The two fluids are separated by a conductive wall in indirect contact heat exchangers. The following are the most often used heat exchangers:
1. Double-pipe Heat Exchangers: The simplest form of heat transfer equipment is the double-pipe heat exchanger, often known as a hairpin or jacketed pipe exchanger. They are constructed from two concentric pipes of varying diameters. The utility fluid runs through the annular space between the two pipes while the process fluid travels through the smaller inner pipe. The inner pipe's wall serves as a heat-transmitting conductive barrier between the two fluids. Although it may be adjusted to co-current flow, the countercurrent flow pattern is the most common.
2. Heat exchangers with two pipes: Can be used to heat or cool fluids with modest flow rates. They're inexpensive, have a versatile design, and are simple to keep up with. To save floor area, they can be made from pipes of similar lengths that are joined at the ends by fittings. In comparison to conventional heat exchanger equipment, they can only handle lesser heating loads.
3. Shell and Tube Heat Exchangers: Shell and tube heat exchangers are made up of a bundle of tubes that are contained in a huge cylindrical vessel known as a shell. The inner pipe wall works as a conductive barrier, similar to the twin-pipe heat exchanger. On the tube side, the process fluid flows, while on the shell side, the utility fluid flows.
Heat exchangers with shell and tube construction are suitable for heating and cooling liquids at high flow rates, temperatures, and pressures. They can be constructed to have many passages where one fluid comes into touch with the other several times to boost operating efficiency.

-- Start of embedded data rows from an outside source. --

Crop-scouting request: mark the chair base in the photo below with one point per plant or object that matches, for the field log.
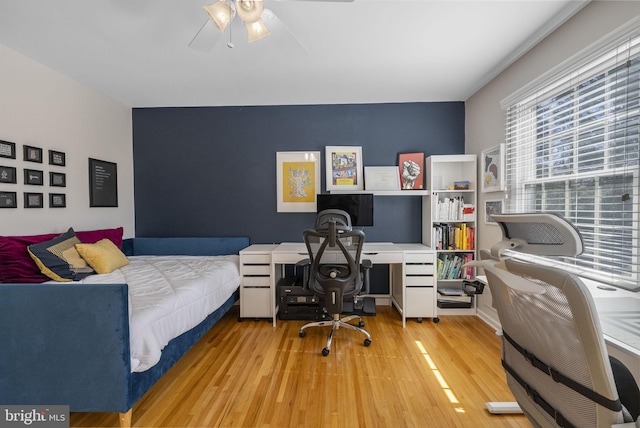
(335, 324)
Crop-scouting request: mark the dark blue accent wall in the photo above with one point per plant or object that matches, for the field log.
(211, 171)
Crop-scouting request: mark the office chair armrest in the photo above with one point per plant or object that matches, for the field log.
(306, 265)
(365, 267)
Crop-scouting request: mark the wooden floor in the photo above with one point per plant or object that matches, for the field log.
(249, 374)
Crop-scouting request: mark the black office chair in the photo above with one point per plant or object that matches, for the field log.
(553, 350)
(334, 271)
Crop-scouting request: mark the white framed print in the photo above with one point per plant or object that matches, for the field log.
(493, 169)
(344, 168)
(298, 181)
(492, 207)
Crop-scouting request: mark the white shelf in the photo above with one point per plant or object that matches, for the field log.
(386, 192)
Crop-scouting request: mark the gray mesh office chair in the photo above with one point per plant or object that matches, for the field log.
(335, 271)
(553, 351)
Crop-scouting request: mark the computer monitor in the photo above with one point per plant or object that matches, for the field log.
(358, 205)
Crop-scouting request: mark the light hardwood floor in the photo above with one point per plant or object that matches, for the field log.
(249, 374)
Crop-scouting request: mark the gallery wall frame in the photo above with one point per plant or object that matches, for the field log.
(8, 174)
(57, 158)
(344, 168)
(33, 177)
(492, 162)
(33, 200)
(8, 200)
(492, 206)
(32, 154)
(103, 183)
(57, 179)
(7, 149)
(57, 200)
(411, 170)
(298, 181)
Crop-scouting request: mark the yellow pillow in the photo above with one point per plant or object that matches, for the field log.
(103, 256)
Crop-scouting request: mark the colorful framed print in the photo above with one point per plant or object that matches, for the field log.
(32, 154)
(411, 169)
(493, 169)
(7, 149)
(344, 168)
(298, 181)
(492, 207)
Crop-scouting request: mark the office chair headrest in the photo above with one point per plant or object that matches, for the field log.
(545, 234)
(341, 218)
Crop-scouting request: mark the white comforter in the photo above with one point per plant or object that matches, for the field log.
(169, 295)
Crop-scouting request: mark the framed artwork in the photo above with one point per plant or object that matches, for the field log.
(8, 200)
(33, 200)
(493, 169)
(381, 178)
(32, 154)
(57, 179)
(344, 168)
(57, 200)
(411, 168)
(33, 177)
(103, 183)
(492, 207)
(57, 158)
(7, 174)
(298, 181)
(7, 149)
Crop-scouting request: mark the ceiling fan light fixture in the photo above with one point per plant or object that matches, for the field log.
(220, 14)
(257, 30)
(249, 10)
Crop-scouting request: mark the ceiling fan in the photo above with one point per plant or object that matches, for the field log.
(258, 21)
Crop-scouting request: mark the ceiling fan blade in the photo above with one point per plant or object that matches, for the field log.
(206, 38)
(281, 35)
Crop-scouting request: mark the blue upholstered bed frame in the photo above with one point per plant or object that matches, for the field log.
(69, 344)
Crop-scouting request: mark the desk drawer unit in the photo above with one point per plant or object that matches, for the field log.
(419, 281)
(255, 290)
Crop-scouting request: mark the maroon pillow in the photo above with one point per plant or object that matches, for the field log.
(16, 266)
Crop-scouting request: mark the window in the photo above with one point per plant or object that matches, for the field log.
(572, 148)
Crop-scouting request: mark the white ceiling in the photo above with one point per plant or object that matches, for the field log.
(367, 51)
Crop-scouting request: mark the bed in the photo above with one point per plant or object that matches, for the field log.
(74, 343)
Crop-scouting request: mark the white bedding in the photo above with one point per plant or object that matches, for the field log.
(169, 295)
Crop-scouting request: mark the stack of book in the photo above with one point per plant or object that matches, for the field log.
(453, 298)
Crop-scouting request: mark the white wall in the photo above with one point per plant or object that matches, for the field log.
(41, 107)
(485, 121)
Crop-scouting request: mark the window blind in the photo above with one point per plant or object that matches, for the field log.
(572, 148)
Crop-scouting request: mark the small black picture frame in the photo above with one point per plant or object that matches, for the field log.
(33, 200)
(32, 154)
(8, 200)
(33, 177)
(7, 149)
(57, 179)
(8, 174)
(57, 200)
(57, 158)
(103, 183)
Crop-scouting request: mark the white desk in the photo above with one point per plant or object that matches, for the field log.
(411, 277)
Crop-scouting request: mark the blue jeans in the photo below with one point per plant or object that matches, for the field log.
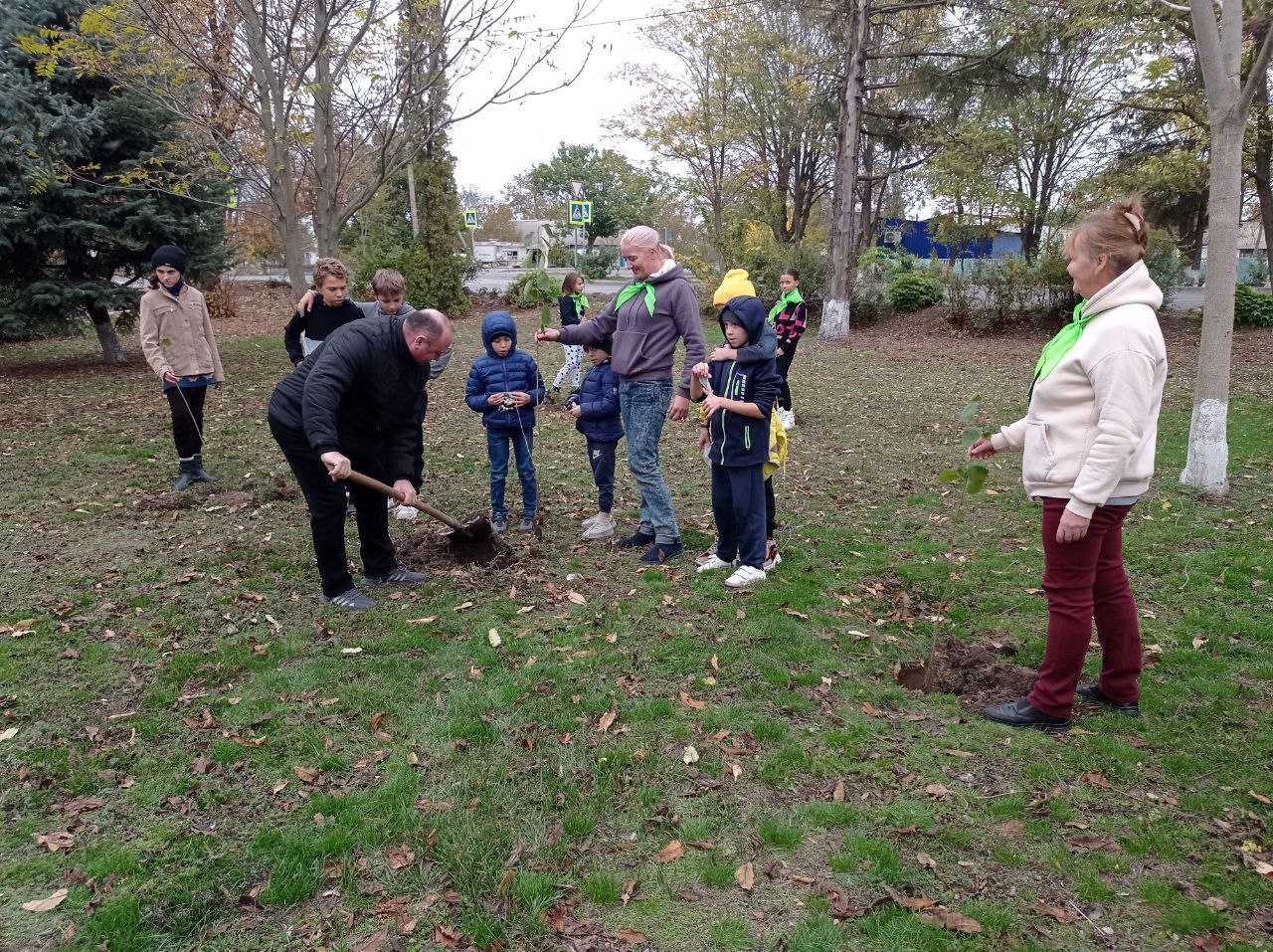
(643, 405)
(496, 448)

Aside from the shell and tubes, a shell and tube heat exchanger must include the following components:
- Tube Sheet: The tubes are maintained in place by putting them through the perforations in a tube sheet plate. The tubes protrude from the tube sheet to direct the process fluid's intake and outflow flow. The pitch is the space between the tubes, which is usually 1.25 times the tube's outer diameter and can be triangular or square in shape.
- Plenums: Can be found in both the entrance and outflow of tubes. It's a container that collects tube fluid before loading and discharging.
- Baffles: Baffles in a shell and tube heat exchanger serve a variety of purposes. They augment the turbulence of the shell fluid flow by guiding it over the shell. The gap where the fluid is allowed to pass from one baffle space to another and undergoes countercurrent flow is known as the baffle cut. They also keep the tubes in place during operation, as they are prone to sagging caused by flow eddies. Tie rods keep the baffles in place and guarantee their spacing.
- Turbulator: A turbulator is a device that causes the tube fluid to move at a high velocity, preventing fouling and increasing heat transfer capacity at the same time.
- Impingement Plate: The impingement plate is situated just below the fluid entrance of the shell. As the shell fluid is supplied with a high initial velocity, it absorbs stress and vibration to protect the top row tubes.
- Plate Heat Exchangers: These heat exchangers transmit heat between two fluids using conductive plates. The following are the most prevalent types:
- Plate and Frame Heat Exchangers: These are made up of a series of corrugated plates that are linked together using a gasket, weld, or braze to keep the two fluids separate. The plates include input and exit apertures on the corners that allow the fluid streams to flow through. The fluid flow channels are the gaps between the plates, and they are organised in hot-cold-hot-cold fluid streams. The heated fluid flows down the plates while the cool fluid flows up in a countercurrent flow pattern. The plate and frame heat exchanger's design allows for a wide heat transfer area, high turbulence, and low fouling. When compared to tubular heat exchangers, the total heat transfer coefficient and efficiency are greater. Fluids, on the other hand, have a high-pressure drop owing to high wall shear stress, which increases pumping costs. It's also not a good idea to utilise it if the fluids have a lot of temperature changes between them.
Plate and frame heat exchangers are divided into two categories based on how the plates are connected.
- Plate Heat Exchangers with Gaskets: These heat exchangers employ gaskets to connect and seal the plates together. They're commonly employed in sectors like food and beverage manufacturers that demand frequent cleanliness. Because gasketed plates are simple to clean, remove, and reassemble, they save money on maintenance. To expand the heat exchanger's capabilities and throughput, more plates can be added. The risk of leaking is a downside of this design.
- Welded Plate Heat Exchangers: Welded plate heat exchangers help to prevent leaks. They're comparable to gasketed plate heat exchangers, however, the plates are welded instead of gasketed. Because the working temperature is not restricted by the gasket seals, they can manage greater temperatures, higher pressures, and more corrosive fluids. They're also more durable than plate heat exchangers with gaskets. Manual cleaning is not feasible because the plates are permanently attached. Brazed Plate Heat Exchangers: These heat exchangers are made up of plates that are brazed together. Brazing is a soldering technique that employs copper or zinc as a filler metal. Chillers, pumps, evaporators, and condensers all employ these kinds.
- Brazed Plate Heat Exchangers: These heat exchangers are made up of plates that are brazed together. Brazing is a soldering technique that uses copper or zinc as a filler metal. Chillers, pumps, evaporators, and condensers all use these types. Brazed plate heat exchangers are efficient, compact (take up less floor area), and have a long service life even when exposed to high pressures on a continuous basis.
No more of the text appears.